Но невозможно было лишить Флор ее независимости. Эдвард Боншоу останется верен ей – Флор была любовью всей его жизни, как он всегда говорил, – так же как он останется верен своей шотландской клятве, идиотской клятве «не уступать ветрам», которую он, как полоумный, повторял на латыни:
В Клинике вирусологии процедурный кабинет располагался рядом с приемной, которую ВИЧ-инфицированные большую часть времени делили с диабетиками. Две группы пациентов сидели в противоположных концах помещения. В конце восьмидесятых – начале девяностых число больных СПИДом росло, и многие умирающие были явно отмечены своей болезнью – и не только истощенными телами или болячками саркомы Капоши.
Эдвард Боншоу был отмечен по-своему: у него был себорейный дерматит, шелушащаяся и жирная на вид кожа – в основном на бровях, голове и на крыльях носа. В полости рта у сеньора Эдуардо образовались творожистые очаги кандидоза, и весь язык был покрыт ими. Вскоре кандидоз распространился на горло и на пищевод – айовец с трудом глотал, губы покрылись белой коркой и потрескались. Под конец сеньор Эдуардо едва мог дышать, но отказался от искусственной вентиляции легких; они с Флор хотели умереть вместе – и дома, а не в больнице.
Под конец они кормили Эдварда Боншоу через катетер Хикмана; Хуану Диего было сказано, что пациентам, которые не могут есть сами, необходимо парентеральное питание. Сеньор Эдуардо голодал из-за кандидоза и оттого, что с трудом глотал. Медицинская сестра – пожилая женщина по имени миссис Додж – переехала в бывшую спальню Хуана Диего на втором этаже двухуровневой квартиры на Мелроуз-авеню. В основном она находилась там для того, чтобы заниматься катетером, – только миссис Додж промывала катетер Хикмана раствором гепарина.
– Иначе она сгустится, – сказала миссис Додж Хуану Диего, который не представлял себе, что медсестра имеет в виду.
Катетер Хикмана висел на груди Эдварда Боншоу с правой стороны, под ключицей, – он проникал под кожу в нескольких дюймах над соском и был вставлен в подключичную вену. Хуан Диего никак не мог привыкнуть к этому зрелищу; он напишет о катетере Хикмана в одном из своих романов, где несколько его персонажей умерли от СПИДа – некоторые из них от ассоциированных со СПИДом заболеваний, которые поразили сеньора Эдуардо и Флор. Но жертвы СПИДа в этом романе даже отдаленно не напоминали ни айовца, ни Флор со всеми ее тремя прозвищами –
Хуан Диего по-своему изложил то, что случилось с Флор и Эдвардом Боншоу, но ни разу не написал о них самих. Читатель свалки был самоучкой и сам научился искусству вымысла. Может быть, именно в процессе самообучения он усвоил идею, что писатель-беллетрист создает персонажей и что вы сочиняете историю, а не рассказываете о людях, которых знаете, и не излагаете свою собственную историю, называя ее романом.
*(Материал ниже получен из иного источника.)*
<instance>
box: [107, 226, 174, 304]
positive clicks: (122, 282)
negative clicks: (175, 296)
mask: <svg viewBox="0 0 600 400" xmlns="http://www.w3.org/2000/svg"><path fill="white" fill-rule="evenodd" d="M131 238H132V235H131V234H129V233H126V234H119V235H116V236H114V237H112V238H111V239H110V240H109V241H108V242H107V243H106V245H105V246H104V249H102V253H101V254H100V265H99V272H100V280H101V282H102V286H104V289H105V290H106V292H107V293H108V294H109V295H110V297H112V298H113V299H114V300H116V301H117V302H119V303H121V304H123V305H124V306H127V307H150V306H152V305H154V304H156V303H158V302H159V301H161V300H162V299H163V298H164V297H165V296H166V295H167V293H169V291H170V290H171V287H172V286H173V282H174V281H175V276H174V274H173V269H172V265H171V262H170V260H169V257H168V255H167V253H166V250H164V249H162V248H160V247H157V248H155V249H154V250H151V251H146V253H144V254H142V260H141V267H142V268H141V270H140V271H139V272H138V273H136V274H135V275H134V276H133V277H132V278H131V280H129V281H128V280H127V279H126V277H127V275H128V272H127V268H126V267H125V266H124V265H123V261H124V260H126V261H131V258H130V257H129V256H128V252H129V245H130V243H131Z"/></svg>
В жизни Хуана Диего было слишком много противоречивого и непонятного относительно реальных людей – Хуан Диего считал, что реальные люди слишком несовершенны, чтобы быть героями романа. И он мог сочинить историю получше той, что с ним приключилась; читатель свалки считал свою собственную историю «слишком неполной» для романа.
Когда Хуан Диего преподавал литературное творчество, он ни разу не сказал своим студентам, как они должны писать; он никогда бы не предложил им написать роман так, как писал он. Читатель свалки не был прозелитом – не стремился никого обратить в свою веру. Проблема в том, что многие молодые писатели ищут некий метод; они подвержены искушению подхватывать какой-нибудь способ письма и считать, что это и есть один-единственный творческий метод писателя. (Пиши, что знаешь! Только включай воображение! Все дело в языке!)